KYIV -- Thousands of Ukrainians gathered in downtown Kyiv on December 8 under the banner "Red Lines For Ze" and calling for a tough stance from President Volodymyr Zelenskiy when he joins the leaders of France, Germany, and Russia for peace talks in Paris on December 9.

It will be Zelenskiy's first official meeting with Russian President Vladimir Putin since he took over as Ukraine's president in May on campaign pledges to seek an end to the five-year war between Ukrainian government forces and Russia-backed separatists in eastern Ukraine that has killed more than 13,000 people since April 2014.

Holding Ukrainian flags and banners reading “No compromises!” and “No surrender,” the crowd at Independence Square in the capital, the hub of unrest that eventually unseated a pro-Russian Ukrainian president five years ago, set out five "red lines" that it warned Zelenskiy not to cross in the upcoming talks.

They were: territorial integrity and no federalization, no compromise on Ukraine's pro-European course, no actions to legitimize the occupation of Ukrainian territory, insistence that Russian-occupied Crimea be returned, and no end to suits filed internationally over Russia's actions in Ukraine.

Zelenskiy and Putin's talks will be mediated by French President Emmanuel Macron and German Chancellor Angela Merkel under the so-called Normandy Format.

The leaders of Russia and Ukraine last met three years ago, when Petro Poroshenko was the Ukrainian president.

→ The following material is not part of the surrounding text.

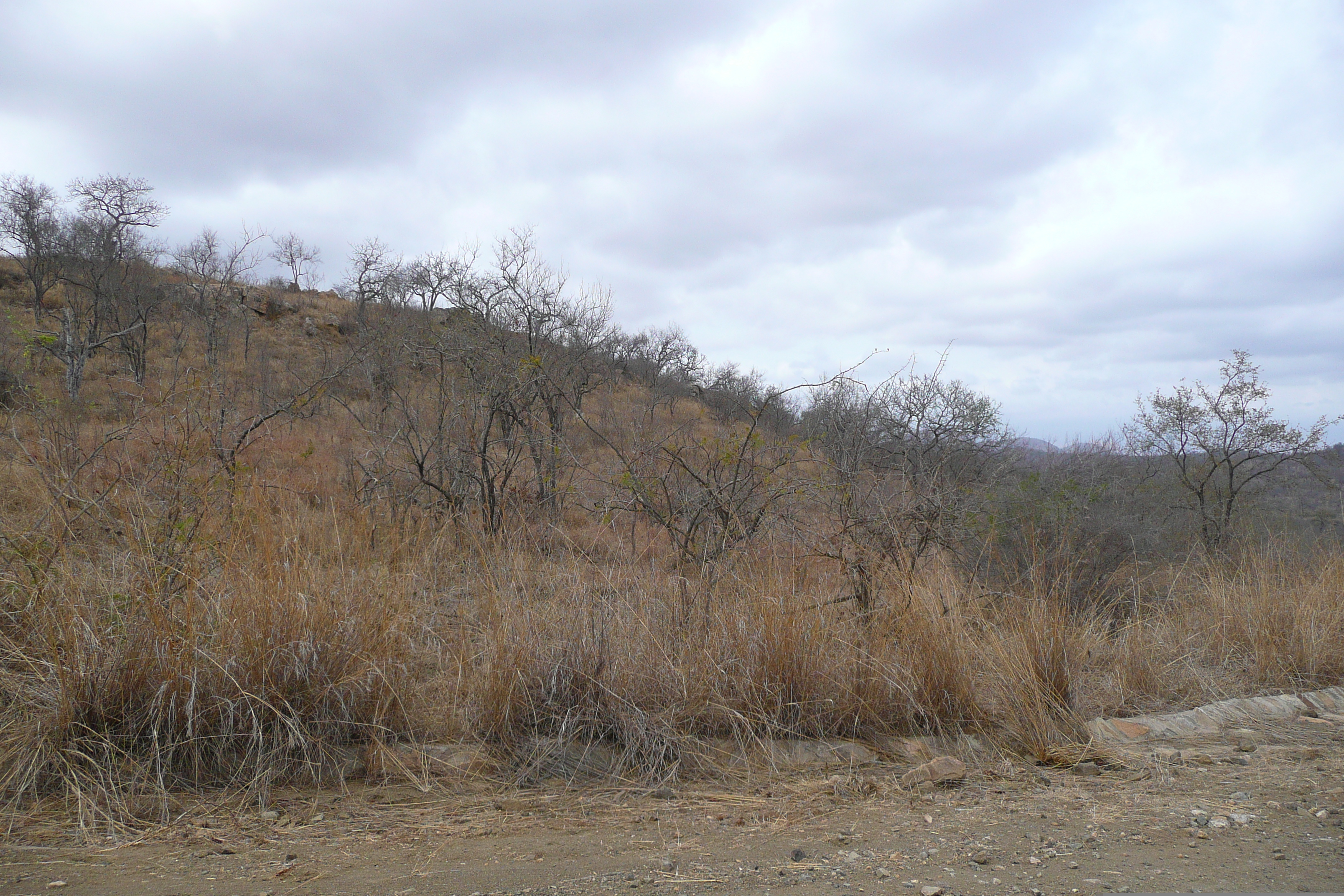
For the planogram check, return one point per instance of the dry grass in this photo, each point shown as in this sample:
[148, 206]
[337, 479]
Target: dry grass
[164, 629]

Addressing the protesters in Kyiv on December 8, Poroshenko said that if peace means “a surrender of Ukrainian interests, it is not peace but capitulation.”

He gave tips to Zelenskiy ahead of the Paris meeting, saying: "Don't believe Putin" and "Don't be afraid of Putin."

"We are in a difficult situation, but we're flying to Paris with a very strong position," Zelenskiy's spokeswoman, Julia Mendel, wrote on Facebook, saying Kyiv is enjoying support from Germany, France, the United States, and Britain, as well as "the Ukrainian people who want the end of the war."

Yet "the war in Donbas will not end on December 10," Mendel added.

Moscow has maintained it is not a party to the ongoing eastern Ukrainian war despite considerable evidence to the contrary, including captured Russian fighters and Russian ties to the weapon and individuals deemed responsible for the downing over rebel-held territory of Malaysia Airlines Flight 17 in July 2014, which killed all 283 passengers and crew.

The International Criminal Court concluded in 2016 that the eastern Ukrainian conflict was "an international armed conflict between Ukraine and the Russian Federation."